2009 article by Donovan Campbell

Joker One: A Marine Platoon's Story of Courage, Leadership, and Brotherhood is a memoir by Donovan Campbell, published by Random House in 2009. It is an account of Campbell's time as an infantry officer in the United States Marine Corps, focusing primarily on his 2004 deployment in Ramadi during the Iraq War.

The book is named after the platoon Campbell commanded, the 1st Platoon Company G (also known as "Golf Company"), 2nd Battalion, 4th Marine Regiment, known by its radio call sign, Joker One. Joker One arrived in Iraq in the early spring of 2004, and "counted around 40 dudes: country boys and smalltown jocks; a few Hispanics and a single black. Some were college men with futures; some had pasts they preferred to forget. The battalion was assigned to one of Iraq’s worst hot spots: the city of Ramadi, where faceless enemies found shelter among 350,000 Iraqi civilians. Joker One fought from street to street, house to house and ambush to ambush for seven straight months."

In his review for Leatherneck, Robert B. Loring notes:
"In early 2004, the Marines of “Golf” Co took over the city’s pacification and protection duties from the U.S. Army. The leathernecks aggressively patrolled the city streets and crowded alleyways. In the ensuing months the company did well, improving the tense relationships with the city’s Sunni population. Campbell writes, 'My job description was twofold: 1) save lives and 2) take lives.' In time, Ramadi earned the title of Iraq’s most dangerous place; however, the day-to-day struggle for the city soon was overshadowed by two headline-grabbing battles in another Sunni-dominated city: Fallujah.
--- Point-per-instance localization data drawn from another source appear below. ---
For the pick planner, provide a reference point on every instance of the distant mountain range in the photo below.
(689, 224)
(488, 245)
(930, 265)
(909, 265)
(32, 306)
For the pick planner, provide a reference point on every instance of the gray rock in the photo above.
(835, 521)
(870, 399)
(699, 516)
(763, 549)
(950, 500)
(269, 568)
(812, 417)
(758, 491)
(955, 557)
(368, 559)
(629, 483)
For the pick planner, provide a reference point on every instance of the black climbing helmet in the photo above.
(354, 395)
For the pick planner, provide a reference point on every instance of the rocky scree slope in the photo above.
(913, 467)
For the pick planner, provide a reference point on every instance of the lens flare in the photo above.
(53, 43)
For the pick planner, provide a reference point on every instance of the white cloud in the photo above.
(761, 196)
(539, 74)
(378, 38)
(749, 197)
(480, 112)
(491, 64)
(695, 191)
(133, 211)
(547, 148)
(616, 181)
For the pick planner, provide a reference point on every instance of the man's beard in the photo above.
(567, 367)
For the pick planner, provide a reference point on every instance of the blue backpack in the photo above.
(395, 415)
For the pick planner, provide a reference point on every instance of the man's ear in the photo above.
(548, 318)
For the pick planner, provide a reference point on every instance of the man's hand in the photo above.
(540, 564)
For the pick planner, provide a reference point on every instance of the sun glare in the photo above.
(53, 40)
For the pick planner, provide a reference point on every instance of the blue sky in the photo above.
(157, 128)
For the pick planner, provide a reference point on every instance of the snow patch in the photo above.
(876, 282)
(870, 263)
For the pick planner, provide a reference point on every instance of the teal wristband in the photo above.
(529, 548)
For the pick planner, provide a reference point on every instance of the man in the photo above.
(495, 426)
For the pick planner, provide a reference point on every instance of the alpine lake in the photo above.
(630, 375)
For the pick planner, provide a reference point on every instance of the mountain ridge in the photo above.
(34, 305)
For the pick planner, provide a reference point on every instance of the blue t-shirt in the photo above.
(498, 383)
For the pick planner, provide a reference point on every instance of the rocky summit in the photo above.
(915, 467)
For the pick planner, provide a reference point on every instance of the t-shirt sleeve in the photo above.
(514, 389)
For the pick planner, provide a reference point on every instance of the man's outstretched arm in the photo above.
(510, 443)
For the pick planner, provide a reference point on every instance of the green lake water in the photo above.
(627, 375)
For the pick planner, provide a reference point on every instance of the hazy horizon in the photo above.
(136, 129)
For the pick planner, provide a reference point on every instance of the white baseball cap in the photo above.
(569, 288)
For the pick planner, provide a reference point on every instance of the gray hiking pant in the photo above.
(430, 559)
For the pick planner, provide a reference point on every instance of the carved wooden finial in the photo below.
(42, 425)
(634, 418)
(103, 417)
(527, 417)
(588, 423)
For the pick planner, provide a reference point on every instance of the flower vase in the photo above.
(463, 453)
Campbell’s book centers on leading his 40-man platoon in combat. His prose vividly highlights his thinking process and the actions of his Marines. The rigors of actively patrolling the city and the constant house-to-house fighting in the face of IEDs, RPGs and AK fire as well as the threat of ambush presented endless challenges. Campbell speaks in detail of the daily tactics to overcome the threats and also the efforts to pacify the populace, gaining the support of the citizenry."